We floated these through the command in a series of drafts.

To be sure, in some of these drafts, specifically one dated 10 September, you may very well find all of those on the right-hand side, including sensory depravation.

But during the course of the staffing and the deliberative process and the review -- and, sir, by no means is there a book that you can look up that runs through interrogation approaches and methods and has a check and a block that they comply or don't comply with the Geneva Conventions. This is a matter of judgment, a matter of rigor and a matter of oversight and interpretation.

We came up with the interrogation policy first dated 14 September. We then sent that to Central Command, as General Sanchez described.

During the course of the next 28 days, this deliberative and consultative process continued within the legal and the military intelligence community. It resulted ultimately in the 12 October policy.

The 12 October policy, as I described, requires compliance with the Geneva Convention. It draws a legal contrast between prisoners of war and between security internees interned for suspicion of hostile activity to the security of the state, and it requires the safeguards and the oversight mechanisms that I described.

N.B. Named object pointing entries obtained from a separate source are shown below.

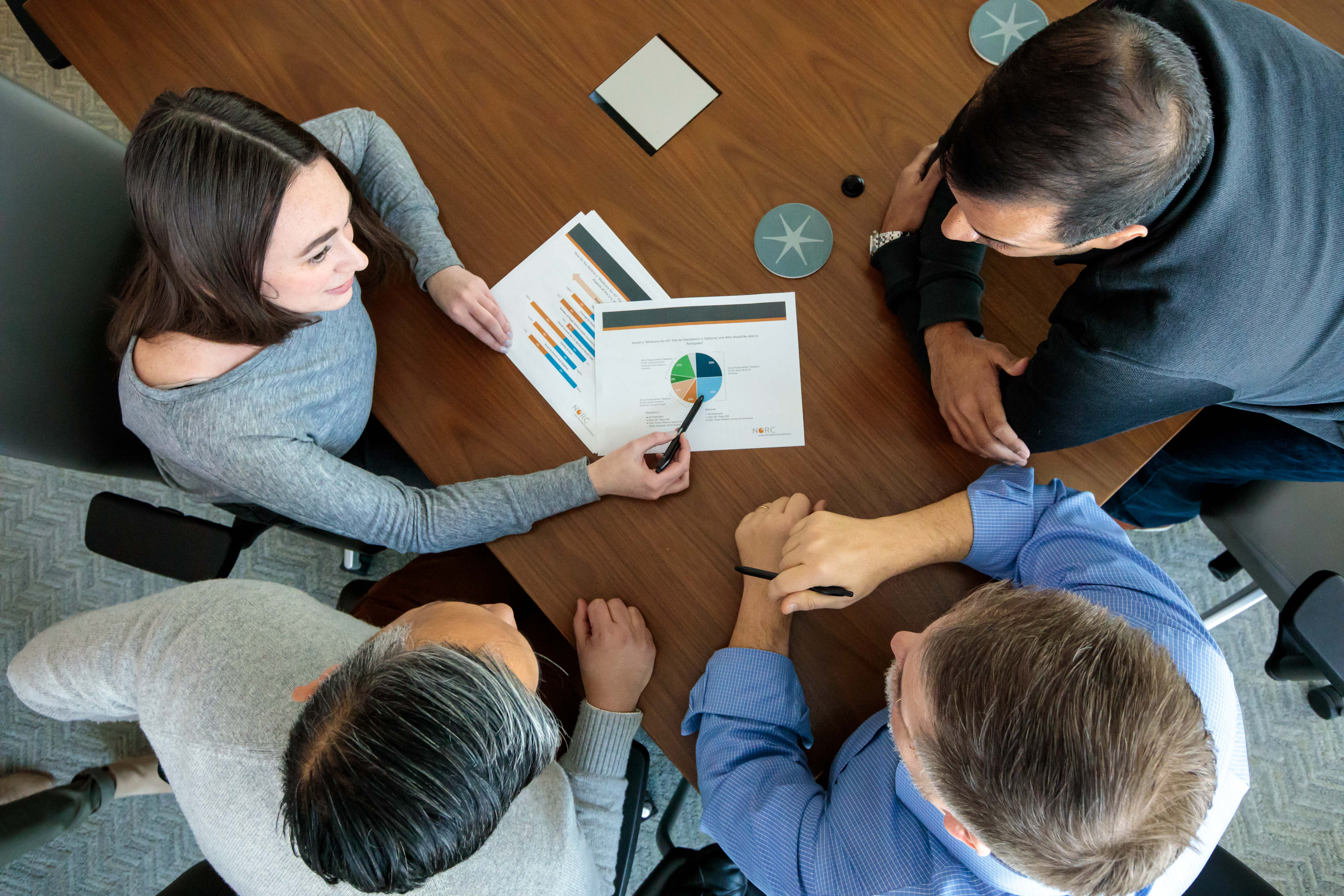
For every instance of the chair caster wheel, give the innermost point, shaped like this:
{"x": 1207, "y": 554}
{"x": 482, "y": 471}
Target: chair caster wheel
{"x": 1327, "y": 702}
{"x": 355, "y": 562}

WARREN: That policy contains only the field manual approaches, which applied to enemy prisoners of war who enjoy the highest and most preferred status on the battlefield, plus segregation in excess of 30 days.

When Captain Woods at some point -- we believe in October -- prepared that slide, what I believe that she did was to take all of the approaches that were floating around the command, if you will, in various drafts and within the policies, list them to ensure that interrogators understood that only those things on the left were authorized without permission.

LIEBERMAN: But, again, you would say that of the group on the right -- which has attracted the attention of the committee, the media and the public, that is OK with General Sanchez's approval...

KAGAN: We've been listening in once again to the Senate Armed Services Committee. Senator Joe Lieberman questioning the top generals in the Iraqi theatre. They're before the committee today the topic right there, trying to figure out which techniques used at Abu Ghraib would fall under the Geneva Convention and which would not. We've been dipping in and out of the committee hearing and we'll hear a little bit more just ahead this morning.